Publié le jeudi 03 septembre 2009 à 08H19
WALLIS-ET-FUTUNA. L’enquête sur les fraudes à la défiscalisation opérées depuis Wallis-et-Futuna se poursuit. Une trentaine de personnes ont déjà été mises en examen dans cette affaire impliquant deux cabinets basés à Wallis et un cabinet calédonien. Le gérant de l’un d’eux est récemment sorti du Camp-Est, après huit mois de détention provisoire.
Ce qui avait pu apparaître à certains comme une aubaine pour développer l’activité économique d’une île du bout du monde est devenu l’objet de toutes les attentions des autorités judiciaires. Une vaste enquête est actuellement en cours sur des fraudes présumées concernant des dossiers de défiscalisation montés depuis Walliset- Futuna. Le dossier judiciaire signalé (*), est d’ailleurs suivi de près par la chancellerie, vu les conséquences extrajudiciaires qu’il pourrait entraîner.
Mais la juridiction financière s’est également piquée de curiosité pour le sujet plus général de la défiscalisation en outre-mer. Les magistrats de la Cour des comptes, chargés entre autres de contrôler la régularité des comptes publics, semblent en effet avides de comprendre la manière dont certains dossiers ont recueilli l’agrément des autorités locales puis du ministère des Finances alors qu’ils étaient manifestement entachés d’un certain nombre d’irrégularités. Ils ne devraient pas manquer de s’intéresser à la facilité avec laquelle le blanc-seing de l’administration, locale et nationale, a été accordé dans de nombreux dossiers.
Sur le plan judiciaire, le travail est pour l’instant plutôt fastidieux. Depuis plusieurs mois, les gendarmes de la section de recherche de Nouméa épluchent une masse considérable de documents. Analyse des dossiers de défiscalisation, des relevés bancaires ou bien encore vérification des procédures d’agrément telles qu’elles ont été effectuées par Bercy ou l’administration locale, tout y passe. En juin dernier, ces “financiers” s’étaient même rendus à Paris, pour rencontrer les correspondants de l’un des deux cabinets de défiscalisation au coeur de la tourmente.
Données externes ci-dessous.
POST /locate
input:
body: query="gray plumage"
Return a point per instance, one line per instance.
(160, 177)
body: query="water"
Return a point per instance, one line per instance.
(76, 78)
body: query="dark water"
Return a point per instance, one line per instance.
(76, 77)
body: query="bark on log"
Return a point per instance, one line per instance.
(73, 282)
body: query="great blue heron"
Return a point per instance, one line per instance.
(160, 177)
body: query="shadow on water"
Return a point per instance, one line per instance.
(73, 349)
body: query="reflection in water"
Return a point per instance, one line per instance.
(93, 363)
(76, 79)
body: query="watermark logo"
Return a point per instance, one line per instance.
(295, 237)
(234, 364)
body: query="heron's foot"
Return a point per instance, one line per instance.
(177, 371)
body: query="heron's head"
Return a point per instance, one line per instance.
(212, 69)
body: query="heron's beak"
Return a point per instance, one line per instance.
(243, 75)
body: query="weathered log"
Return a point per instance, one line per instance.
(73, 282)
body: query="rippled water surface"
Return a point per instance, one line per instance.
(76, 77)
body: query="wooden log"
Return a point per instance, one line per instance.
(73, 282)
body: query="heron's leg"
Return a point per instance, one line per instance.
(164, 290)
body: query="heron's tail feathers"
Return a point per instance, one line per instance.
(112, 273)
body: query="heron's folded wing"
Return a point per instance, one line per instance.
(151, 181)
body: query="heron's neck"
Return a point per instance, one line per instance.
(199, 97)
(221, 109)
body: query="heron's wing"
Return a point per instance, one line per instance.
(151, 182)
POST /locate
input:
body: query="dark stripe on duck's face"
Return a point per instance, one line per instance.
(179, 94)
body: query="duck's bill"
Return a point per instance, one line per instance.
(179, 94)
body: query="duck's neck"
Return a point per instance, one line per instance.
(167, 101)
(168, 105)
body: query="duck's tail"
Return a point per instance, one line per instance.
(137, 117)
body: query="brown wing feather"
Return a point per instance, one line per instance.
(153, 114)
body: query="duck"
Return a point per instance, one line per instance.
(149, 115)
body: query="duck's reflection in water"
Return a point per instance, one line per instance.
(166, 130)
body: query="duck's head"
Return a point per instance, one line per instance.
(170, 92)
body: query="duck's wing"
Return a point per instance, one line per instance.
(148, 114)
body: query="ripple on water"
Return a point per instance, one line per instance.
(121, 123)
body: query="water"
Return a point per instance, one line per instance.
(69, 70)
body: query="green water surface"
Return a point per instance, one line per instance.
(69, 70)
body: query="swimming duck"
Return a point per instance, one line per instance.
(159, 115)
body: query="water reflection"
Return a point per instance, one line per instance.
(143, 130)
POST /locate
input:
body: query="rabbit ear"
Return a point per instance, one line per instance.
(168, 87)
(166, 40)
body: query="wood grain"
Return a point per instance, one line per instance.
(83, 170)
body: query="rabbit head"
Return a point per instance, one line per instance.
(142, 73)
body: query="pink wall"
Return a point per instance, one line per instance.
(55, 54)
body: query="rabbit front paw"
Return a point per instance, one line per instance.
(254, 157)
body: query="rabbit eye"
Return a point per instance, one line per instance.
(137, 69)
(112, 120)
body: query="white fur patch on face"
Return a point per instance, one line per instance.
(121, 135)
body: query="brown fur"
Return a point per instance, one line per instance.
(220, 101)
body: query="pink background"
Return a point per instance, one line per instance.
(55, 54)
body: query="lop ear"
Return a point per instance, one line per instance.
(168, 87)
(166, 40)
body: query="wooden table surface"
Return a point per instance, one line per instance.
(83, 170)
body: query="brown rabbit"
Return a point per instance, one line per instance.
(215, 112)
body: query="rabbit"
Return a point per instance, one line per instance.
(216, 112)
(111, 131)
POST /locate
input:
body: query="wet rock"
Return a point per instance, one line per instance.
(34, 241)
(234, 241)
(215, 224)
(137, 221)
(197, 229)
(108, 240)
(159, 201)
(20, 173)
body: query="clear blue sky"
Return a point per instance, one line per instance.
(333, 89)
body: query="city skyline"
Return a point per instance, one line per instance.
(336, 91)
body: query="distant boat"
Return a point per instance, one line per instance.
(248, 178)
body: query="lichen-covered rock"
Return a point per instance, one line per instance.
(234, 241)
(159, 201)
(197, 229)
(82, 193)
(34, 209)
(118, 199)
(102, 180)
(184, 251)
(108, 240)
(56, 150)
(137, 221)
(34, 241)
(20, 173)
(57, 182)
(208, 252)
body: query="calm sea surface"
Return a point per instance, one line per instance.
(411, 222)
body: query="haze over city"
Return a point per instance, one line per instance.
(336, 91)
Ils ont aussi profité de leur passage dans la capitale pour rencontrer quelques interlocuteurs de choix au ministère des Finances.
Le gérant de “Presles Pacifique” doit payer une caution de 30 millions de Fcfp
Le gérant de l’un de ces deux cabinets, “Presles Pacifique”, le premier a avoir introduit la défiscalisation à Wallis, avait d’ailleurs été mis en examen pour “escroquerie en bande organisée” et “faux et usage de faux”. Il avait été placé en détention provisoire dans le cadre de cette affaire. Après huit mois, cet ancien gendarme reconverti dans les affaires est récemment sorti du Camp- Est. Sa remise en liberté reste néanmoins conditionnée au versement d’une caution de trente millions de francs.
Du reste, cet homme est loin d’être le seul à avoir été inquiété par la justice : seize autres personnes ont été mises en examen dans son sillage, dont le dirigeant d’un cabinet parisien et le représentant d’une société établie à Nouméa. Il s’agirait d’un fournisseur, soupçonné d’avoir surévalué des devis. Douze autres personnes ont également été mises en examen pour le même type de faits, dans le second versant de l’enquête : celui des dossiers montés par IFD, le second cabinet de défisc installé à Wallis. En décembre dernier, sa gérante avait indiqué dans nos colonnes avoir ellemême porté plainte après avoir découvert les agissements de son employée sur place. Des agissements qu’elle avait par ailleurs qualifiés “d’indélicats et individuels”.
(*) Le parquet général à la possibilité de veiller sur l’instruction et d’informer la direction des affaires criminelles et des grâces, qui dépend directement du cabinet de la Ministre de la Justice, des évolutions d’un dossier dit “signalé”.
À LA RÉUNION AUSSI
Wallis-et-Futuna n’a pas l’apanage de la fraude. Car l’outre-mer constitue un terrain de choix pour les investissements intéressés. Une affaire similaire éclabousse l’outremer, dans l’océan Indien cette fois. Les agents du service national de douane judiciaire (SNDJ) de Toulouse enquêtent actuellement à la Réunion sur des dossiers de défiscalisation surévalués ou bidons, comme l’indique une série d’articles publiés en mars dernier par nos confrères du Journal de l’île de la Réunion. Les faits se seraient déroulés entre 2004 et 2006 avant qu’un juge d’instruction de Saint-Denis ne soit saisi, après plusieurs signalements du fisc. Car les investisseurs métropolitains floués avaient fait l’objet de redressements. La fréquence et la redondance de ces procédures avaient certainement mis la puce à l’oreille de l’administration fiscale.